When the marriage of Joséphine and Napoléon came to its inevitable sad end in January 1810, Hortense was on hand to offer support to her devastated mother. Though, both she and her brother made it clear to their stepfather that they would never cease to care about him. Perhaps that was some comfort to him too as he had grown to genuinely love his stepchildren over the years and they never let him down unlike his own family.

Général_Charles_Auguste_Joseph_de_Flahaut

de Flahaut

A few months later, when his Dutch kingdom was taken away from him, Louis remained in Holland, turning to writing and poetry.

This left Hortense free to respond to the romantic overtures of the man whom she had long admired, Colonel Charles Joseph, Comte de Flahaut. He was a sophisticated, handsome man rumoured to be the illegitimate son of Talleyrand. They soon became lovers and, early in 1811 Hortense realised she was pregnant again. Confessing all to Eugène and trusting in the loyalty of her household, she went to Switzerland where she gave birth to a son, Charles Auguste Louis Joseph ( 21 October 1811 – 10 March 1865). The success of the expedition reveals how much Hortense was able to trust her entourage.

She had used poor health to explain her prolonged visit to Switzerland, the journey having been arranged by Adélaïde, mother of de Flahaut. Hortense cleverly disguised her pregnancy (she was, by then, in her sixth month), during the baptism of Napoleon’s son, Napoleon II when she was chosen to be one of the child’s godmothers, an honour she shared with Madame Mère, mother of the Emperor.

During the first Bourbon Restoration of 1814, Hortense had bewitched Tsar Alexander I with her famous charm and. Keen to show his appreciation for the lovely Hortense, Alexander had encouraged the incoming Louis XVIII to show her some favour and give her the title of Duchesse de St Leu.

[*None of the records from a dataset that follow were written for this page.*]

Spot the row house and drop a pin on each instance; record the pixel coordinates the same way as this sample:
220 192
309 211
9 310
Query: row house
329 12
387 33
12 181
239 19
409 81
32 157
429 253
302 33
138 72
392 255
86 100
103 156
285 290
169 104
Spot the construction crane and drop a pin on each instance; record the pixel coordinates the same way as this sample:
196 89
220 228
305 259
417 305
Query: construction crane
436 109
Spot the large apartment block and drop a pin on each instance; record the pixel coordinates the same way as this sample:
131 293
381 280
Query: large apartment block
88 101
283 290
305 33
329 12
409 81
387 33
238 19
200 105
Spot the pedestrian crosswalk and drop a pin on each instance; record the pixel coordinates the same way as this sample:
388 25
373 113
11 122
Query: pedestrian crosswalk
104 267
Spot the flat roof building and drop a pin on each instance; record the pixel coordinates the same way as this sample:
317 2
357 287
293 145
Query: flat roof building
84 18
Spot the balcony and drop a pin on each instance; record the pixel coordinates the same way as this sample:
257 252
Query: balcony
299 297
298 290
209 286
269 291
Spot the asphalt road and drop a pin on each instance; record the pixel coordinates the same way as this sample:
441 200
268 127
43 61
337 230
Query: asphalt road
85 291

During the Hundred Days, however, Hortense supported her stepfather and brother-in-law Napoleon. This led to her banishment from France after his final defeat. She traveled in Germany and Italy before purchasing the Château of Arenenberg in the Swiss canton of Thurgau in 1817. Arenenberg became the centre of a small court, a new Malmaison where, accompanied by faithful retainers, Hortense sang, painted and charmed her guests, from Madame Récamier to Alexandre Dumas.

Napoleon III

Napoleon III

In 1837, Hortense then fell ill when her surviving son, Louis-Napoléon, was in the USA. He returned to Arenenberg just in time for his mother to die in his arms on 5 October at the age of fifty-four. She is buried next to her mother Joséphine in the Saint-Pierre-Saint-Paul church in Rueil-Malmaison.

Her husband, Louis Bonaparte survived her by nine years, eventually dying in July 1846. Their youngest son would become Napoleon III in 1852. He in turn would make his half-brother, the son of Hortense and de Flahaut, the Duke of Morny.